The Future of CVS’s Pharmacy Business
CVS’s retail pharmacy business faces challenges of its own, including decreasing reimbursement rates, growing competition from Amazon and other retailers, and inflation.
To offset these issues, CVS has pivoted away from aggressive expansion and instead closed hundreds of stores in recent years.
A potential spinoff of the retail pharmacy unit could help CVS streamline its focus, but it would also sever the vital connection between its pharmacies and Caremark, which has driven a substantial share of its prescription business.
Brian Tanquilut, a Jefferies analyst, pointed out that the relationship between CVS’s retail and PBM operations has helped it outpace rivals like Walgreens.
“There’s a reason they’re cutting down stores. Why break it up when the relationship between Caremark and CVS retail is what keeps it outperforming the rest of the pharmacy peer group?” Tanquilut argued.
CVS’s Expanding Primary Care Ventures
In recent years, CVS has also moved into the primary care space, acquiring Oak Street Health for $10.6 billion and Signify Health for about $8 billion.
These acquisitions align with the company’s broader healthcare strategy and reflect the growing trend of retail pharmacies branching into primary care.
Oak Street Health, which focuses on Medicare patients, complements Aetna’s Medicare Advantage business, and CVS has started co-locating these clinics with its retail pharmacies in various states.
The company has seen a solid performance from these new ventures, with Oak Street Health posting 32 percent sales growth in the last quarter and expanding to 207 centers.
Analysts suggest that these businesses could be spun off with Aetna if CVS were to split, but there is skepticism about whether selling them would be in CVS’s best interest given their current growth trajectory.
Investor Sentiment and Future Outlook
Despite the ongoing challenges, some analysts remain optimistic about CVS’s prospects. If CVS chooses to remain intact, management will need to execute significant changes to restore profitability and investor confidence.
Leerink Partners analyst Michael Cherny believes the company’s best path forward is to improve the insurance unit, which has been the primary drag on its earnings.
The CVS board has acknowledged that it is constantly evaluating strategies to create shareholder value, though it has not confirmed any plans to break up the company.

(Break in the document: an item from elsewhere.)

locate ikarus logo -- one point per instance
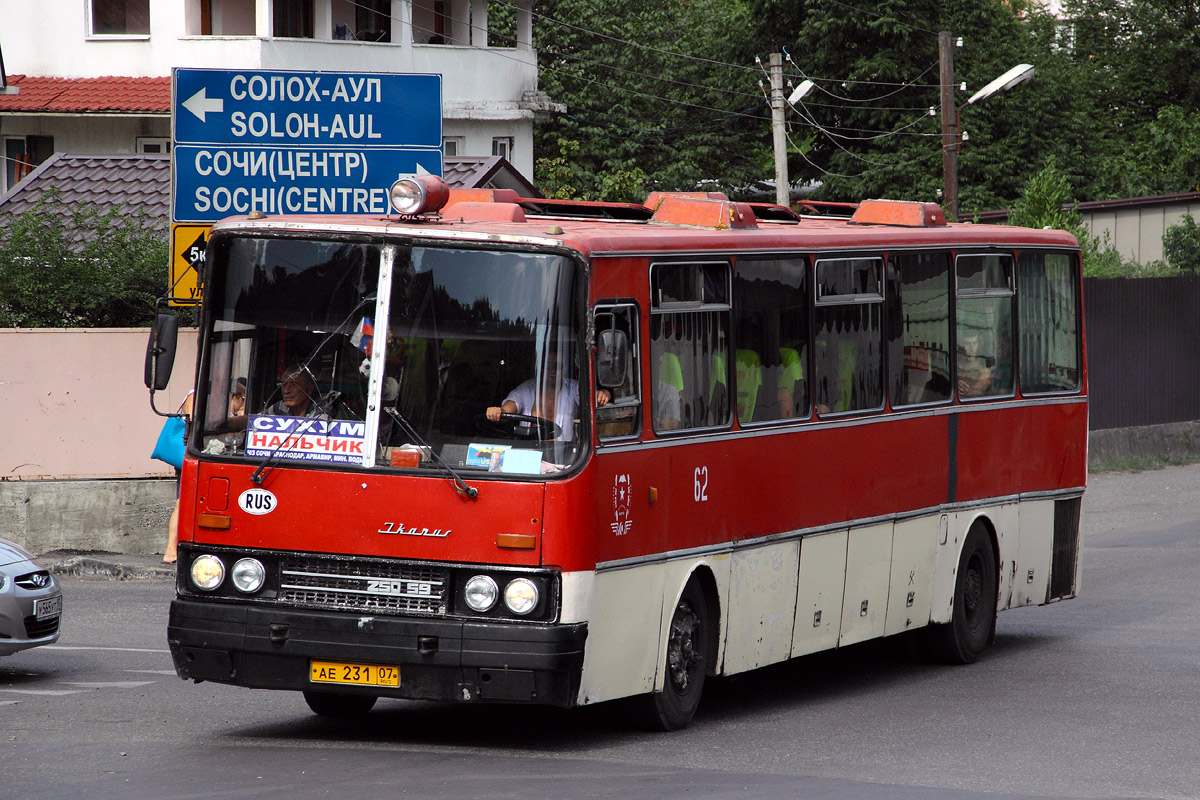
(257, 501)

In a recent statement, CVS emphasized its commitment to delivering quality healthcare through its integrated model.
Looking Forward
As CVS approaches its November earnings call, shareholders are eagerly awaiting insights into the company’s strategic direction.
Whether CVS pursues a breakup or focuses on revitalizing its existing business segments, it is clear that the company faces pivotal decisions that could shape its future.
With the healthcare landscape evolving rapidly, CVS must carefully weigh its options to ensure it remains competitive while adapting to changing market conditions.